Add HtmlToXliff, XliffToHtml, and HtmlToXliffTests projects

StephenMcConnel commented 7 years ago

Despite the name, the test project covers both programs.

This change is

JohnThomson commented 7 years ago

This is so huge it's very hard to review. A few comments but most are just ideas to consider in future projects, not worth changing this. One high-level thought: I'm reconsidering the idea of making this just a part of L10NSharp.
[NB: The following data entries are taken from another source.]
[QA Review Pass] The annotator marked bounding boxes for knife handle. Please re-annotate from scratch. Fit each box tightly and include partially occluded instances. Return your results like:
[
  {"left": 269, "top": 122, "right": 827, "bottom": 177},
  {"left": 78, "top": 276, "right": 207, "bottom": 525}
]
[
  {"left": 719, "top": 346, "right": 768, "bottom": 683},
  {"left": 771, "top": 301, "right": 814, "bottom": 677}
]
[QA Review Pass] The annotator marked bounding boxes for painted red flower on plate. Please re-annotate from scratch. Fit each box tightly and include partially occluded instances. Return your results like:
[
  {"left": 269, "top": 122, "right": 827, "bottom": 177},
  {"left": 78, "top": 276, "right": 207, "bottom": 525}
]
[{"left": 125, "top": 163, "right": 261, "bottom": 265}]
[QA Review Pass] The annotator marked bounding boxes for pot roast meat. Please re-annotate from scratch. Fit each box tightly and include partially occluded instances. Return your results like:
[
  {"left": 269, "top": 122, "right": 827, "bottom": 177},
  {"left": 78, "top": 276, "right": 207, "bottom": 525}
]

You've created a major piece of work implementing both directions of the recommendations of the Oasis XLIFF 1.2 Representation Guide for HTML, and I would think it very useful to many people quite independent of L10NSharp. I think it deserves its own repo, and it's probably worth an effort to inform the committee responsible for the document; they might even want to refer to it as a possible or even reference implementation.

Reviewed 16 of 16 files at r1. Review status: all files reviewed at latest revision, 10 unresolved discussions.
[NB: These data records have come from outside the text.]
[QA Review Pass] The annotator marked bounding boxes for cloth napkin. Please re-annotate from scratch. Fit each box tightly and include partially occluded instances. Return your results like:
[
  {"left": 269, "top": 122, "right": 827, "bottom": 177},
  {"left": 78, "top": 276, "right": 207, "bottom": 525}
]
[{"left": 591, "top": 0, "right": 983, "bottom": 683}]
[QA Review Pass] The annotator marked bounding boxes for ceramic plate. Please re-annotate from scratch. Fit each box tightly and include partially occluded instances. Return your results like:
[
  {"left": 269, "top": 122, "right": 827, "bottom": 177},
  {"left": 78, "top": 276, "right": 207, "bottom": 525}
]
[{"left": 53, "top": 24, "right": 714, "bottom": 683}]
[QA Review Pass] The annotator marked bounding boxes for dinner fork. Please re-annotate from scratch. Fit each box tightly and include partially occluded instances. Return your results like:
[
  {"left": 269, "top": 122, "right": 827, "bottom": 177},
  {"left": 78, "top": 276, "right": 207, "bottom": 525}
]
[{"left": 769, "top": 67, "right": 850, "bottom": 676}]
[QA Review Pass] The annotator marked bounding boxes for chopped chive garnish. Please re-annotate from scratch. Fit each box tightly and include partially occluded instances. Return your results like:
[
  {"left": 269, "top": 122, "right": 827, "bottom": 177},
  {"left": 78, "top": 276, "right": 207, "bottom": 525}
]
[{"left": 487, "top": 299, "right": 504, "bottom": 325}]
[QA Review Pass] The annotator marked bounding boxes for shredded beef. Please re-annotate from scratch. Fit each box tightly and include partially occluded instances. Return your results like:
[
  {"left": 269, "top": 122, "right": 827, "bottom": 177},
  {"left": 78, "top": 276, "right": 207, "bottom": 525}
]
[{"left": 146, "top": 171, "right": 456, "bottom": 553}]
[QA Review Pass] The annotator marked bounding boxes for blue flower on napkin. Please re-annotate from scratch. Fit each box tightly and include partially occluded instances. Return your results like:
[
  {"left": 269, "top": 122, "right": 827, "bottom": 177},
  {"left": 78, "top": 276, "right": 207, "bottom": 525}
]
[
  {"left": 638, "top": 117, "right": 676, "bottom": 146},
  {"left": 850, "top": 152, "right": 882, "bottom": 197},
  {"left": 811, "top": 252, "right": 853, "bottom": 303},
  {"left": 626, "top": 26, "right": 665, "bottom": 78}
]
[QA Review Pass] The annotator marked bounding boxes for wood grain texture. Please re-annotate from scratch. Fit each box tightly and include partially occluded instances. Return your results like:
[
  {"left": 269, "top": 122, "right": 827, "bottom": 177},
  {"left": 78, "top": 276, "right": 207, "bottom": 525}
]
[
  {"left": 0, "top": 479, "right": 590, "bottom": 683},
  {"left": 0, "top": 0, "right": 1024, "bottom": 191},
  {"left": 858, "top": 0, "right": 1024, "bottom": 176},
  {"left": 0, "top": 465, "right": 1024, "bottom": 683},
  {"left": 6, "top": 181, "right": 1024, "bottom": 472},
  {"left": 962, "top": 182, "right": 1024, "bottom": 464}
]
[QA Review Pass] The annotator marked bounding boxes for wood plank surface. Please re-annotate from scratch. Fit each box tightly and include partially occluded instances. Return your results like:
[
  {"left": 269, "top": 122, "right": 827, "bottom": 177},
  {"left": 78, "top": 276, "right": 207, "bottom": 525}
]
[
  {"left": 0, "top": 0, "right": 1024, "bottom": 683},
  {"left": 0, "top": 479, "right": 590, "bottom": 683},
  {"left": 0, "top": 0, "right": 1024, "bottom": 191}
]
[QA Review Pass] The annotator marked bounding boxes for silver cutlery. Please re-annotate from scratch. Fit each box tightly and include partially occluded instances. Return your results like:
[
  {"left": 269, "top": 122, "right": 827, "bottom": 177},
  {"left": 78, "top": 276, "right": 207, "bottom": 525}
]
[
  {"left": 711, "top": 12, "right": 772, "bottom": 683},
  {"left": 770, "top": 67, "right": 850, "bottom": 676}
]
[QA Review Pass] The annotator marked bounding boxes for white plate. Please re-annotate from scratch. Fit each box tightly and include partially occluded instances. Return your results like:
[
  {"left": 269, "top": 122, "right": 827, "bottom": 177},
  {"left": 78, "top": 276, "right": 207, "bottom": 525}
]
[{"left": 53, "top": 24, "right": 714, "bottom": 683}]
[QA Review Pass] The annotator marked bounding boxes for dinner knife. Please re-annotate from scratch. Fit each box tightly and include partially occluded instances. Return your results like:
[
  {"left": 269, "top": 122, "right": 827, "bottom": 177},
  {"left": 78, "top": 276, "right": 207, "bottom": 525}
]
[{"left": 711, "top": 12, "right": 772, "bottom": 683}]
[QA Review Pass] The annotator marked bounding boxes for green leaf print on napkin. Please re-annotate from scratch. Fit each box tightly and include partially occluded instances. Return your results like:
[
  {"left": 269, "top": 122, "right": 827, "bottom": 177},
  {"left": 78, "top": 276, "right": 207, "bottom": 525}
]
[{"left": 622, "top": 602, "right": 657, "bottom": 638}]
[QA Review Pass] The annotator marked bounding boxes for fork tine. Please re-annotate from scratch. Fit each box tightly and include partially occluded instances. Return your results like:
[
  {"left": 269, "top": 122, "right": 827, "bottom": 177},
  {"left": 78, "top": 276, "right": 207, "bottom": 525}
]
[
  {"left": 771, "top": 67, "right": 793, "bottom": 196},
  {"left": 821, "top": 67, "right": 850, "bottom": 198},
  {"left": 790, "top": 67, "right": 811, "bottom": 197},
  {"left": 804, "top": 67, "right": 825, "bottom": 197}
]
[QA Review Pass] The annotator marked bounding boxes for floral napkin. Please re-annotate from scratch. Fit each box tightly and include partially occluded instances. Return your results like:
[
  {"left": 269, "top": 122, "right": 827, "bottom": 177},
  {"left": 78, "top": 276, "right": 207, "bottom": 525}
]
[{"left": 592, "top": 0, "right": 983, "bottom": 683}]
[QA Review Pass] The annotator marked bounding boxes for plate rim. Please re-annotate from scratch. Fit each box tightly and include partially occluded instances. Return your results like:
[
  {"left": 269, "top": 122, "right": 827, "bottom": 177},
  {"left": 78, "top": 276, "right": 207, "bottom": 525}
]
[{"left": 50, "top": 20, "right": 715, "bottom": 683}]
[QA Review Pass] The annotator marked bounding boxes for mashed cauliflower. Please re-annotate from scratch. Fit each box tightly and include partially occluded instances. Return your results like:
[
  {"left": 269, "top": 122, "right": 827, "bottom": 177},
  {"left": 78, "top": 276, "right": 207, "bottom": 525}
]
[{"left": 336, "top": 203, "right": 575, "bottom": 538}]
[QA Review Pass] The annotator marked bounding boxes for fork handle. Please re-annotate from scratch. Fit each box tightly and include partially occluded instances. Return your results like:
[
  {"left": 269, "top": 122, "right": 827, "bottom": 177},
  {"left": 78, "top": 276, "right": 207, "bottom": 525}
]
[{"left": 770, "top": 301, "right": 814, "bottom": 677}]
src/HtmlToXliff/HtmlToXliffConverter.cs, line 35 at r1 (raw file):

      /// solution.  But I'd rather use a NuGet package than clutter up our repository with borrowed code.
      /// </remarks>
      public static void FixHtmlParserBug()

Could this just be static HtmlToXLiffConverter()? in which case it is called before anything is done with the class. But maybe not guaranteed to happen before anything is done with HtmlDocuments?
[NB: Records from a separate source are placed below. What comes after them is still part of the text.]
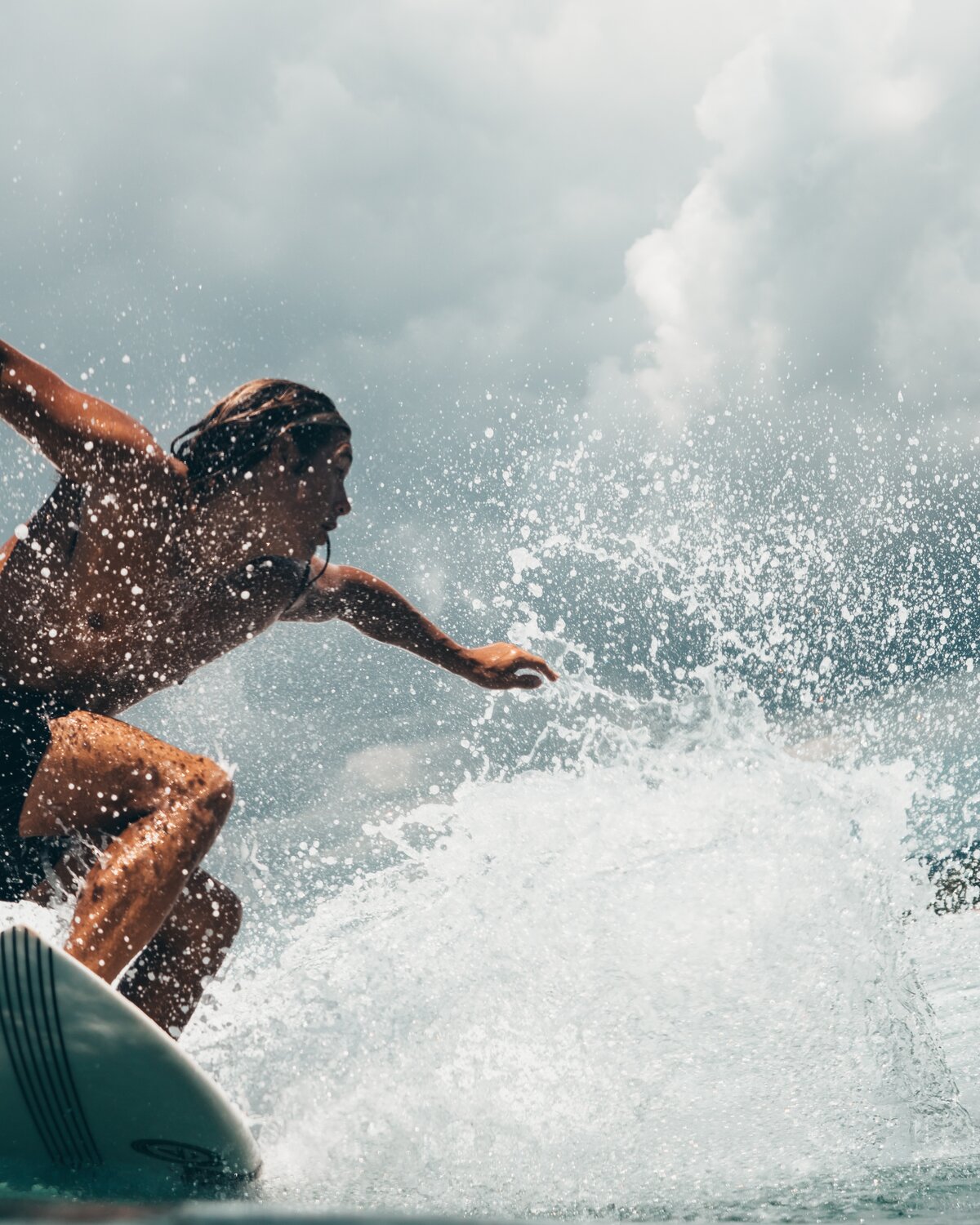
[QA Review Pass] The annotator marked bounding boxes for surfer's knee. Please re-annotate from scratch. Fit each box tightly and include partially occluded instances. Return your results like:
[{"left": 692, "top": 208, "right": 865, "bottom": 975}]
[{"left": 181, "top": 757, "right": 235, "bottom": 831}]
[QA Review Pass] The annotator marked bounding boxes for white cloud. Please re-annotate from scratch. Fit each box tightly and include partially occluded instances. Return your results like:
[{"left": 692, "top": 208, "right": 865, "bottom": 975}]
[
  {"left": 0, "top": 0, "right": 776, "bottom": 441},
  {"left": 626, "top": 0, "right": 980, "bottom": 421}
]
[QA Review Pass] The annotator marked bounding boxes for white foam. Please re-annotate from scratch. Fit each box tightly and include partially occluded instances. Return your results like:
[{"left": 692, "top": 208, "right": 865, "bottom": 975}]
[{"left": 191, "top": 696, "right": 970, "bottom": 1214}]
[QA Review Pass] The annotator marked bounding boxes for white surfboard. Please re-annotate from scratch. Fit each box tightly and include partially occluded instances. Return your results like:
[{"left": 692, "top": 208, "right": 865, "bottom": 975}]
[{"left": 0, "top": 926, "right": 261, "bottom": 1195}]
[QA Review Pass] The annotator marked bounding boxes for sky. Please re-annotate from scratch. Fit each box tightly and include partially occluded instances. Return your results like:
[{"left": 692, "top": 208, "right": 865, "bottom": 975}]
[{"left": 0, "top": 0, "right": 980, "bottom": 451}]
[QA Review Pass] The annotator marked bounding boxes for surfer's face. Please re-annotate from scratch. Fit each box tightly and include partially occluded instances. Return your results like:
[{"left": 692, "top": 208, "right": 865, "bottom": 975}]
[
  {"left": 240, "top": 435, "right": 354, "bottom": 556},
  {"left": 299, "top": 439, "right": 354, "bottom": 544}
]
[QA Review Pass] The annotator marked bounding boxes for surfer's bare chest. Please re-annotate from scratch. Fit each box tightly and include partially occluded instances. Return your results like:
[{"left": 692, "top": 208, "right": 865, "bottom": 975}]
[{"left": 0, "top": 482, "right": 296, "bottom": 713}]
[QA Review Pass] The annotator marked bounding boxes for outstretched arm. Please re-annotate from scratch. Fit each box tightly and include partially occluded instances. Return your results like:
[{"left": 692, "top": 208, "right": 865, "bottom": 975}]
[
  {"left": 283, "top": 566, "right": 558, "bottom": 688},
  {"left": 0, "top": 341, "right": 163, "bottom": 482}
]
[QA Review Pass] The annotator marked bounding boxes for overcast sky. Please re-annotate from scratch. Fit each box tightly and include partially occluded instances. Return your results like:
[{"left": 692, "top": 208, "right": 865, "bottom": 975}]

src/HtmlToXliff/HtmlToXliffConverter.cs, line 85 at r1 (raw file):

              return _xliffDoc;
          }
          var group1 = _xliffDoc.CreateElement("group");

Maybe 'groupForHtml'? and then groupForHead and groupForBody, etc?

src/HtmlToXliff/HtmlToXliffConverter.cs, line 107 at r1 (raw file):

      }

      private void ProcessHtmlElement(XmlElement parentXliffElement, HtmlNode htmlElement)

It's really a parentHtmlElement, too, isn't it? That is, it's the html that corresponds to parentXliffElement, and now we're going to generate children for parentXliffElement from the children of htmlElement?

src/HtmlToXliff/Program.cs, line 20 at r1 (raw file):

          var outfile = Path.ChangeExtension(infile, "xlf");

          HtmlToXliffConverter.FixHtmlParserBug();    // call before loading any HtmlDocument!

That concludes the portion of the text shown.